At the age of 18, he, along with 500,000 other Spaniards, fled for his life across the border to France. I have spent the last five years building a body of work in response to this family history, and have also cast my net wider to encompass figures such as British artist and Spanish Civil War volunteer, Felicia Browne, and the exiled Spanish writer and broadcaster, Arturo Barea.

Now, I have been asked to make a programme for Radio 4 with Overtone Productions, and my question about taking my practice to Spain will in part be answered. I will be retracing my father’s footsteps and creating responses along the way. We have a very short timeframe to make this programme and so I’m thrown into sifting and planning (in ways I am very conscious the exiles couldn’t) the artistic side of my journey.

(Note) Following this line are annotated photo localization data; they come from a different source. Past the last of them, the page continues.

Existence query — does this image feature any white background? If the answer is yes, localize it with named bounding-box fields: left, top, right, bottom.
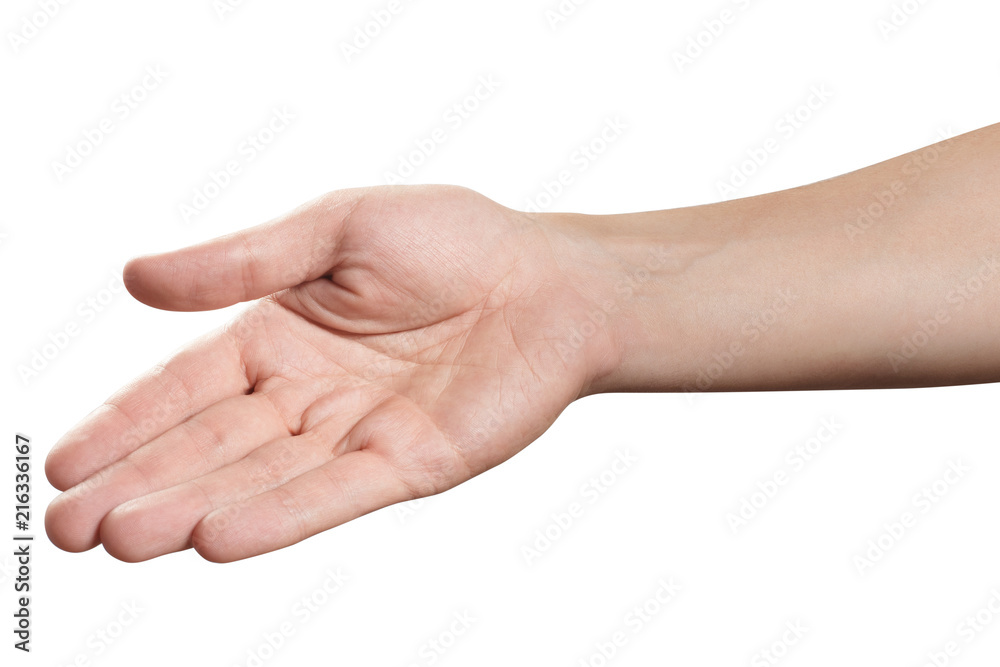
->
left=3, top=0, right=1000, bottom=665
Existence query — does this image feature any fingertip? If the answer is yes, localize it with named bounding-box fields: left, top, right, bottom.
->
left=191, top=517, right=237, bottom=563
left=99, top=504, right=154, bottom=563
left=45, top=414, right=112, bottom=491
left=192, top=504, right=265, bottom=563
left=121, top=254, right=145, bottom=294
left=124, top=242, right=250, bottom=312
left=101, top=487, right=208, bottom=563
left=45, top=492, right=101, bottom=553
left=44, top=442, right=73, bottom=492
left=122, top=253, right=172, bottom=310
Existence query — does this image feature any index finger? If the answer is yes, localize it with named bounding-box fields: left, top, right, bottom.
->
left=44, top=326, right=251, bottom=491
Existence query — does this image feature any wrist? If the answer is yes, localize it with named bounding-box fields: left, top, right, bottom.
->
left=540, top=200, right=798, bottom=396
left=538, top=208, right=709, bottom=396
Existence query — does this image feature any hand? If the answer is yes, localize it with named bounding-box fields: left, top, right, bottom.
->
left=44, top=185, right=622, bottom=562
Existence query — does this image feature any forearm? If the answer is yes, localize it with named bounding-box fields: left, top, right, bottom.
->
left=554, top=122, right=1000, bottom=394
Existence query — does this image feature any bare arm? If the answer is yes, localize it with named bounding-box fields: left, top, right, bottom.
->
left=45, top=123, right=1000, bottom=562
left=567, top=122, right=1000, bottom=393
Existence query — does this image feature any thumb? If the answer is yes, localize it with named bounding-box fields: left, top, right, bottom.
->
left=123, top=190, right=365, bottom=311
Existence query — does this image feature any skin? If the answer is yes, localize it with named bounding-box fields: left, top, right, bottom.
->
left=45, top=122, right=1000, bottom=562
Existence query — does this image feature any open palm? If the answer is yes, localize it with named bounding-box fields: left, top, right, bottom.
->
left=45, top=185, right=617, bottom=562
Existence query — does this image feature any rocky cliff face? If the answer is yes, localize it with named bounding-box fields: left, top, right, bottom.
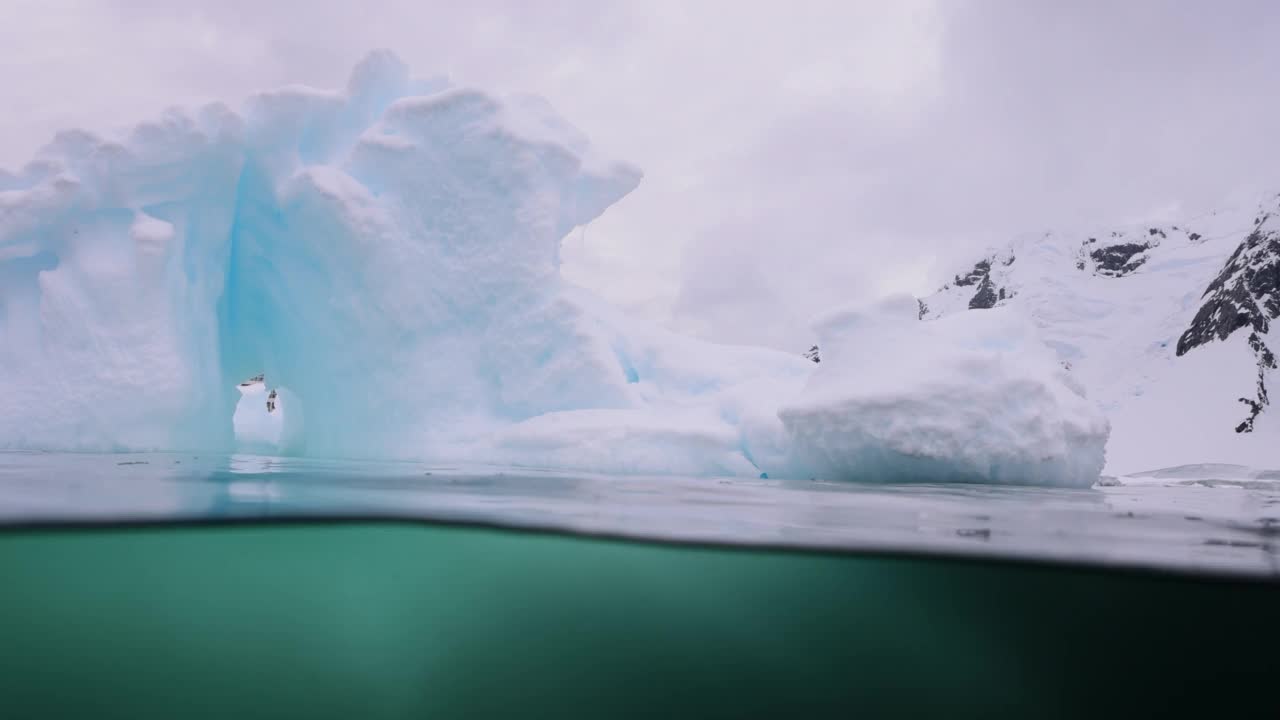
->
left=1176, top=204, right=1280, bottom=433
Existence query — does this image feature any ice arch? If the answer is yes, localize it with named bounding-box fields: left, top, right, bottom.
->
left=0, top=52, right=681, bottom=458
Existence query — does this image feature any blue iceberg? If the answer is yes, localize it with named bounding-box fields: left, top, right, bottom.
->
left=0, top=52, right=1106, bottom=485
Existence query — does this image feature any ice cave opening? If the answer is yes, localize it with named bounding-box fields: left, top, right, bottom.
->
left=230, top=374, right=305, bottom=456
left=231, top=375, right=283, bottom=453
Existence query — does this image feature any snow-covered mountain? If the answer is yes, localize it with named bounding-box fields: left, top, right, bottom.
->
left=912, top=195, right=1280, bottom=474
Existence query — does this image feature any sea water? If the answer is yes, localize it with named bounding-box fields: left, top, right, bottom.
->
left=1, top=451, right=1277, bottom=717
left=2, top=451, right=1276, bottom=577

The job feels vast, and at times overwhelming in the time available – not helped by a brain which  likes to canter off in 10 directions at once. Reigning in and staying focused is the thing. Here is where my obsessive nature is hugely beneficial to my work. I dig in and apply myself to the detail.

My feel for the bigger picture is pure intuition – I trust I can make the stages of my journey join up by getting each stage right conceptually speaking. My work is made easier because I can draw on some existing pieces in my growing collection, but I will be making new responses and hoping to bring them all together by the end of the programme.

I’m brimming with gratitude to Overtone Productions for pitching this programme, and feel a weight of responsibility – this is a highly sensitive history. Also lurking is the spectre of inherited trauma – as I probe more deeply into it I gain a firmer grasp on the terror through which this history was suppressed. I hear new information from my mother which confirms it and brings it closer.

I feel my father’s fear as though it were my own. As though it were live.

I conclude that it is. This is what we mean by the term, postmemory. Recent events in Catalonia serve to demonstrate how difficult Spanish history is, how tensions remain from the unresolved legacies of the Civil War.

I won’t really know how to respond until I get to the beach of Barcarès, or until I’m confronted with the entrance to my grandmother’s flat (which she left in 1975) in the Barceloneta. All I can do is plan and pack my suitcases full of artistic possibility.

Each morning I pinch myself anew. Somehow I’ve landed the job of my dreams.